La heladería

Recuerdo haberlo visto por primera vez delante de la heladería que hay en la avenida Amesfort cuando tenía unos cinco o seis años. Verónica, mi canguro, y yo, estábamos sentados en el banco que hay fuera de la tienda con Jamie, mi hermano pequeño, que estaba sentado en su carrito de cara a nosotros. Supongo que debía de estar muy concentrado comiéndome mi cucurucho de helado, porque ni siquiera me di cuenta de que se habían sentado unas personas a nuestro lado.

Hubo un momento en que giré la cabeza para chupar el helado que se salía por el fondo del cucurucho y fue entonces cuando vi a August. Estaba sentado a mi lado. Ya sé que no estuvo bien, pero al verlo dije algo así como: «¡Uhhh!» porque me asusté de verdad. Pensé que llevaba una máscara de zombi o algo así. Fue la clase de «uhhh» que sueltas cuando estás viendo una peli de miedo y el malo sale de un salto de detrás de los arbustos. Sé que no estuvo bien y, aunque el niño no me oyó, su hermana sí.

—¡Jack! ¡Tenemos que irnos! —dijo Verónica. Se había levantado y estaba dándole la vuelta al carrito porque Jamie, que también acababa de ver al niño, estaba a punto de decir algo que habría resultado embarazoso.

Me levanté de un salto, como si se me hubiese puesto encima una abeja, y seguí a Verónica mientras se alejaba.

—Vamos, chicos, ya es hora de irnos —oí que decía la madre del niño en voz baja a nuestras espaldas, y me giré para mirarlo una vez más.

El niño raro estaba chupando su cucurucho de helado, la madre estaba cogiendo su patinete y su hermana me estaba mirando como si quisiera matarme. Aparté la mirada rápidamente.

—Verónica, ¿qué le pasa a ese niño? —susurré.

—¡Calla! —dijo, enfadada. Verónica me caía muy bien, pero, cuando se enfadaba, se enfadaba de verdad. Jamie estaba a punto de caerse del carrito al intentar mirarlo de nuevo mientras Verónica lo empujaba en la dirección contraria.

—Pero, Vonica… —dijo Jamie.

—¡Habéis sido muy malos! ¡Muy malos! —exclamó Verónica en cuanto estuvimos un poco más lejos—. ¡A quién se le ocurre quedarse mirándolo así!

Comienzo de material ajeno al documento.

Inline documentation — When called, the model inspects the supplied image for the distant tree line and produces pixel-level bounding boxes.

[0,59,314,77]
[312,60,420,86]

—¡Ha sido sin querer! —contesté.

Vonica —dijo Jamie.

—Y habernos ido así —añadió Verónica tartamudeando—. Ay, señor, esa pobre mujer. Os lo digo en serio, chicos. Cada día deberíamos dar gracias al Señor por lo que tenemos, ¿me habéis oído?

—¡Vonic a!

—¿Qué pasa, Jamie?

—¿Es Halloween?

—No, Jamie.

—¿Y por qué llevaba una máscara ese niño?

Verónica no contestó. A veces, cuando estaba enfadada por algo, hacía eso.

—No llevaba una máscara —le expliqué a Jamie.

—¡Calla, Jack! —dijo Verónica.

—¿Por qué estás tan enfadada, Verónica? —le pregunté sin poder evitarlo.

Pensaba que aquello haría que se enfadase aún más, pero se puso a negar con la cabeza.

—Está muy mal lo que hemos hecho —dijo—. Levantarnos así, como si acabásemos de ver al demonio. Me daba miedo lo que pudiese decir Jamie, ¿sabes? No quería que soltase algo que pudiese ofender a ese niño. Pero habernos levantado así ha estado muy mal. Su madre se ha dado cuenta de lo que ha pasado.

—Pero no lo hemos hecho queriendo —contesté.

—Jack, a veces no hace falta que uno quiera hacerle daño a alguien para hacerle daño, ¿entiendes?

Esa fue la primera vez que vi a August en el barrio, al menos que yo recuerde. Pero he vuelto a encontrármelo desde entonces: un par de veces en los columpios y unas cuantas más en el parque. Hubo un tiempo en que solía llevar un casco de astronauta, pero yo sabía que era él quien se escondía debajo del casco. Todos los niños del barrio sabían que era él. Todo el mundo ha visto a August en algún momento. Todos sabemos cómo se llama, aunque él no sepa cómo nos llamamos nosotros.

Y siempre que lo veo intento acordarme de lo que dijo Verónica, pero me cuesta. Me cuesta mucho no mirarlo una segunda vez. Cuesta mucho hacer como si nada cuando lo ves.